It's not easy being a social scientist/knowledge worker these days. I can't just learn a new IT tool and go with it. Instead I have to think about what it will do to the social fabric. I think of the collection and use of tools as a clue to status within social organizations, and I feel in my gut that technology resistance is dependent somehow on perceptions of roles and relationships.
An article I just read on Fast Company, IT's Not about the Technology, has an interview with researcher Tom Austin, who says that the social sciences will become more and more important in information technology (IT). When asked, "What disciplines will these higher-level IT thinkers come from? Humanities?" Austin answered,
It's not just the humanities. It's also cultural anthropologists, psychologists, organizational theorists -- people who can look at an environment and figure out, where do we let things go?
A lot that I've read about organizational learning and knowledge management emphasizes the impact that an organization's culture has on learning.
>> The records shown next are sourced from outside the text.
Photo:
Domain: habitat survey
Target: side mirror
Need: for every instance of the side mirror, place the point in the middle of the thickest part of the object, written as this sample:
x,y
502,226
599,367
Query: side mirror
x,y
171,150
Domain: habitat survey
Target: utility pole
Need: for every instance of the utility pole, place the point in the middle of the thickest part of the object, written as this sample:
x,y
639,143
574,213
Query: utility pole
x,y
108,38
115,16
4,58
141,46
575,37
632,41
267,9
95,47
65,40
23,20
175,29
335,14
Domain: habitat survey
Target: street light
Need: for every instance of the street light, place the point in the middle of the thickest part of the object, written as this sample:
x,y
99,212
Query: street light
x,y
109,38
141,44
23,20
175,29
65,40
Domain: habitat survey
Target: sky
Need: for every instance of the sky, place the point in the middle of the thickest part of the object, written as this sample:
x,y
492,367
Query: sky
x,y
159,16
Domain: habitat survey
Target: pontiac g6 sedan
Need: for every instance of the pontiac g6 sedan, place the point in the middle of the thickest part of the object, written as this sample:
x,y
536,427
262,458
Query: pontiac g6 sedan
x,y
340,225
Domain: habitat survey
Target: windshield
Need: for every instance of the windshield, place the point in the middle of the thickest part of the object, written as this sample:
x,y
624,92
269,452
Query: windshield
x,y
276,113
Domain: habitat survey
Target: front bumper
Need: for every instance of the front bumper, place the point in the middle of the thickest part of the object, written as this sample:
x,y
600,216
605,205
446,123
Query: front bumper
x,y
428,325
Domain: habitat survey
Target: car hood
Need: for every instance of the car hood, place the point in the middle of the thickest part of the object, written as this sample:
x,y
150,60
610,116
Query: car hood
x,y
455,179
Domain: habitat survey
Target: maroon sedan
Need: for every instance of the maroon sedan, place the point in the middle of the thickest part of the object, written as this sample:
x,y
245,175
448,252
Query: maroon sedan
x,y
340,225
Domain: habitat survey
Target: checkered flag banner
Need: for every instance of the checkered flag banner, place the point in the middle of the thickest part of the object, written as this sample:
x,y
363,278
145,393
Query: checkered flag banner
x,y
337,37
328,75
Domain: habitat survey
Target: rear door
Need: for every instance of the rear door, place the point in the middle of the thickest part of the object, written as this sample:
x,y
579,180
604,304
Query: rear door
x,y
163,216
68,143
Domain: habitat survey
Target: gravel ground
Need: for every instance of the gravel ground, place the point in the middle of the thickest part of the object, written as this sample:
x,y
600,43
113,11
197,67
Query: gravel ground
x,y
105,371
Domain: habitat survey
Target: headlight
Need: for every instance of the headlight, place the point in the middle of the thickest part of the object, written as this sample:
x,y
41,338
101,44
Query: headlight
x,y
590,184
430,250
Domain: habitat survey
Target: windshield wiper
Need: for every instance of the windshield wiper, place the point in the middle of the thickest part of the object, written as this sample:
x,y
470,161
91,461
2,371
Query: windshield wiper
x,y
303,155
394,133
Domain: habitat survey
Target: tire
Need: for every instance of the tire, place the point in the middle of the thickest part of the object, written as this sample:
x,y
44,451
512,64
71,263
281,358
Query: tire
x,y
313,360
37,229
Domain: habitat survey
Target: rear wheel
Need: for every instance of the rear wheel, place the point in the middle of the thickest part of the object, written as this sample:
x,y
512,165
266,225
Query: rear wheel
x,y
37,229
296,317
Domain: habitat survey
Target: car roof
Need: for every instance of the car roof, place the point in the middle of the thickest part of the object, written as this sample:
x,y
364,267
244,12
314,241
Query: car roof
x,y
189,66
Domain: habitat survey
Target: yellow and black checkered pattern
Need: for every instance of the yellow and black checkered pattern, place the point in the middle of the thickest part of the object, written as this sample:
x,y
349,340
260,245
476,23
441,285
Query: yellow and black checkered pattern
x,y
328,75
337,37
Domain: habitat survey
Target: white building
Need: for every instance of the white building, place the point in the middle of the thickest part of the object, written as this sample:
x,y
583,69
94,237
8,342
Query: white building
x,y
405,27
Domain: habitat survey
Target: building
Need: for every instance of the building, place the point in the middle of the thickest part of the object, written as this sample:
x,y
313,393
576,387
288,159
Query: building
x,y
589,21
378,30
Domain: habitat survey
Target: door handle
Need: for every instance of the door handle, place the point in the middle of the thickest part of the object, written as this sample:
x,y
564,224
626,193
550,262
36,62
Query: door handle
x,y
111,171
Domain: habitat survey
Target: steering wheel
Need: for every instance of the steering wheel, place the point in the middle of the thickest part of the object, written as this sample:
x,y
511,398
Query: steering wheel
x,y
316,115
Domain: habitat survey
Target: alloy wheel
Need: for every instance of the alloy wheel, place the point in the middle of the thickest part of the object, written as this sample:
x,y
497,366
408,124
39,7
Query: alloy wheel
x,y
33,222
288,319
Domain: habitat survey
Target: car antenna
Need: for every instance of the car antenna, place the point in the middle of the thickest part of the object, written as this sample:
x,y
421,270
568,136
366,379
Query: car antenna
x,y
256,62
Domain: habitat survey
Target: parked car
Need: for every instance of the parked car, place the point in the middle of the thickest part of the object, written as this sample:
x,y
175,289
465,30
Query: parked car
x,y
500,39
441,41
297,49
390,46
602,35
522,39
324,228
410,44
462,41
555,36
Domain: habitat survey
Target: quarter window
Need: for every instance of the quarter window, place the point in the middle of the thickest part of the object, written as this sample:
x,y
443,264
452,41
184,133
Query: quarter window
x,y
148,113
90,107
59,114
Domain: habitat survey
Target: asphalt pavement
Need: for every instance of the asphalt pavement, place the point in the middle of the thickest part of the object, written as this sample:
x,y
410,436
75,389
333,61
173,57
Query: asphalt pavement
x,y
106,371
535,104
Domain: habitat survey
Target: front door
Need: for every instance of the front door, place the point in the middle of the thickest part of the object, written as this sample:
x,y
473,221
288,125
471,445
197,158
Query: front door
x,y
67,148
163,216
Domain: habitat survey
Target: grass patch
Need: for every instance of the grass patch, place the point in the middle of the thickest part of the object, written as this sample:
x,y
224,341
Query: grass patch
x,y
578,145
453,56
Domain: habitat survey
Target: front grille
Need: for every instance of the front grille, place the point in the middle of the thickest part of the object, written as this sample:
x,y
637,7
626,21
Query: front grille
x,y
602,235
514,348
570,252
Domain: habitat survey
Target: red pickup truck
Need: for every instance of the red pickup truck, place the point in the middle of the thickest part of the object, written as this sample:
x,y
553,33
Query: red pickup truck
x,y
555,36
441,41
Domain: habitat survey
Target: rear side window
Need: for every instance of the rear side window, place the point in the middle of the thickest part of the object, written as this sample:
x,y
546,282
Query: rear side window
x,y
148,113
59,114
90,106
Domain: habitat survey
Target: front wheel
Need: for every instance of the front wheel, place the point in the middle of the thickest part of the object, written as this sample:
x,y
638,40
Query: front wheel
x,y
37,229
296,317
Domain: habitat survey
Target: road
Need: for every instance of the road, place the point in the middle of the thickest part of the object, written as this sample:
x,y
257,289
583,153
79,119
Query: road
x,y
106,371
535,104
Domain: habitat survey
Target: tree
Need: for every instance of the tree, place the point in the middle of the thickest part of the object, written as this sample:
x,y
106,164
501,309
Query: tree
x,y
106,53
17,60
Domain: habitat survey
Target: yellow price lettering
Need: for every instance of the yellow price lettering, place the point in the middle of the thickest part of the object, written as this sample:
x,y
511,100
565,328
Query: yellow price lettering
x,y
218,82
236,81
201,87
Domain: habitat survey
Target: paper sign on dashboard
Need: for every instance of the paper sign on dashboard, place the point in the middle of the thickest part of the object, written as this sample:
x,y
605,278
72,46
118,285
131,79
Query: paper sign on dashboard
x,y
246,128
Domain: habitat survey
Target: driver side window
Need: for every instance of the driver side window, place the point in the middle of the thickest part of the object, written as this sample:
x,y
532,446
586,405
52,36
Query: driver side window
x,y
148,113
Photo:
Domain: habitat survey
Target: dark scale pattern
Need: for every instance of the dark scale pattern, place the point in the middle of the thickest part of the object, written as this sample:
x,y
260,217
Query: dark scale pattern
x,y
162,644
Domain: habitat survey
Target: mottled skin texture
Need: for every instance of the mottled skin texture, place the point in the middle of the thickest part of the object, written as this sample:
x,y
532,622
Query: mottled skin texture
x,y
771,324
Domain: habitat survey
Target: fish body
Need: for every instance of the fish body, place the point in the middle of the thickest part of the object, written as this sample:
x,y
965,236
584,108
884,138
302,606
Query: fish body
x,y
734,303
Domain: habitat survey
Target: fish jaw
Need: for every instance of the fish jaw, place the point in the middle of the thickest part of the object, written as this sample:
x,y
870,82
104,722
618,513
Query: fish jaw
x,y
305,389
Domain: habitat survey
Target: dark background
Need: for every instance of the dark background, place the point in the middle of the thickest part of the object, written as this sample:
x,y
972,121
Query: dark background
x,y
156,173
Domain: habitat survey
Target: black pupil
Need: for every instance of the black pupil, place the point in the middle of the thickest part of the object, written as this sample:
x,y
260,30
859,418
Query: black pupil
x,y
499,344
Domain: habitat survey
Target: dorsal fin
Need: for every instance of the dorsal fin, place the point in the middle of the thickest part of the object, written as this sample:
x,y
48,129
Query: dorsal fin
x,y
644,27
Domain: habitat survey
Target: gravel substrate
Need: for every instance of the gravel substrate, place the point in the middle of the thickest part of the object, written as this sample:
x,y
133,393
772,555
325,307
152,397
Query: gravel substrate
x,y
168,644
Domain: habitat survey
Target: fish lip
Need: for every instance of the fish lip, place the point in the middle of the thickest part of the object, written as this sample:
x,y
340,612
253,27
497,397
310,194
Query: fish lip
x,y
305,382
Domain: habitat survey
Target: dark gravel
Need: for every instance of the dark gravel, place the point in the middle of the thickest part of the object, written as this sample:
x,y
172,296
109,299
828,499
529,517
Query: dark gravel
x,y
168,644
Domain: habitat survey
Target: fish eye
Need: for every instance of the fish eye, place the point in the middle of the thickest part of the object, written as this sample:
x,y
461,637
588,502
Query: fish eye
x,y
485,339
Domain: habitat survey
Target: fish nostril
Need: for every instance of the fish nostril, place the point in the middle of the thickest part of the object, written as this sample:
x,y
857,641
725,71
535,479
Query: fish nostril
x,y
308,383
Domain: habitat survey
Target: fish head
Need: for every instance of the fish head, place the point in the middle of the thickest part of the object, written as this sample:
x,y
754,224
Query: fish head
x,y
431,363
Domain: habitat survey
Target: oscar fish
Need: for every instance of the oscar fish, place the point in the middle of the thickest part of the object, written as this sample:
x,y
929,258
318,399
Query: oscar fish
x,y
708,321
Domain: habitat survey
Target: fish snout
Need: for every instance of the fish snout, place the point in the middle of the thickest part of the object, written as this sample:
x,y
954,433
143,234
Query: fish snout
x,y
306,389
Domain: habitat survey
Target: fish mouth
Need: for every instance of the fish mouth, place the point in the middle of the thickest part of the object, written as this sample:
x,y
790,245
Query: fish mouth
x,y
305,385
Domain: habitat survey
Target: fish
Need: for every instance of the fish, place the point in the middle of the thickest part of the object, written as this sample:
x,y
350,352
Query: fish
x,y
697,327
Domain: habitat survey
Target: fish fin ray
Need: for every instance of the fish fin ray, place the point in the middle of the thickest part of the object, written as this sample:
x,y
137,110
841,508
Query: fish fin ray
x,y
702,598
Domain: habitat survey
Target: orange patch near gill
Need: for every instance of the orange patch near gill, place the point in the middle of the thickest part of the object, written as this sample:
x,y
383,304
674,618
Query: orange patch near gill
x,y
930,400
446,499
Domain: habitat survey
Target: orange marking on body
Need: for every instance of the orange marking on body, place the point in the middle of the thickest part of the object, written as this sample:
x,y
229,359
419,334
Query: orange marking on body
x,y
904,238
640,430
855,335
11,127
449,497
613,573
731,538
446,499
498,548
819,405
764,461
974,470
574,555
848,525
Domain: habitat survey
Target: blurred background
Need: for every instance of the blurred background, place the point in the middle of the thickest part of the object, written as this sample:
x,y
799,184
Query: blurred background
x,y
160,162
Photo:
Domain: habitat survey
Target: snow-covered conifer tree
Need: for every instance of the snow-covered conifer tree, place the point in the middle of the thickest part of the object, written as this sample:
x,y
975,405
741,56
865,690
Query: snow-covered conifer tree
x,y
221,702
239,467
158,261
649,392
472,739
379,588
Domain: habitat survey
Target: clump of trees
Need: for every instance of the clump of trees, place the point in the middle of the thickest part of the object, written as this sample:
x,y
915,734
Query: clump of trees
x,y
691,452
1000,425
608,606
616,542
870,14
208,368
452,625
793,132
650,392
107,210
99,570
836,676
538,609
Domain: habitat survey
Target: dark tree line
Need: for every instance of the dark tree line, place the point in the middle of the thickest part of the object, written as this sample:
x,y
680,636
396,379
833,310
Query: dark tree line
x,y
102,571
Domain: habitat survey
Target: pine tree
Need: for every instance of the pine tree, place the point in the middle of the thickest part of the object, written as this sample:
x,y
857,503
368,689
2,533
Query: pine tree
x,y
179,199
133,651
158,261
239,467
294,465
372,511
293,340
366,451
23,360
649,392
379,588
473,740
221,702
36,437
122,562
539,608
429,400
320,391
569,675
You can set up all the right procedures and instruments for gathering and circulating knowledge, but if the belief system or the networks of relationships create hostility and alienation instead of collaboration and shared identity, you've got trouble.
On the other hand, a little bit of sociology or psychology might help users find new things to do with a toy that the engineers hadn't thought of. The engineer might say, "Look what this can do," while the social scientist would say, "look what we can do with this." I'm sure the popularity of web 2.0 tools is due in large part to how they make us feel, and what they do to liven up relationships. I confess that the first time I realized the potential for collaborative tagging I felt a little thrill. Translating between technology and human organization is a proposition I'm comfortable with.
So all those years I spent as an ethnolinguist might have some market value after all. I might even start a multilingual ethnopodcast!
Very cool article that made me smile with positive intent. Of course, I am part of the choir, but I also read those articles. A friend in Ohio have been discussing this very topic recently. I think you would do well delivering a interesting multilingual ethnopodcast.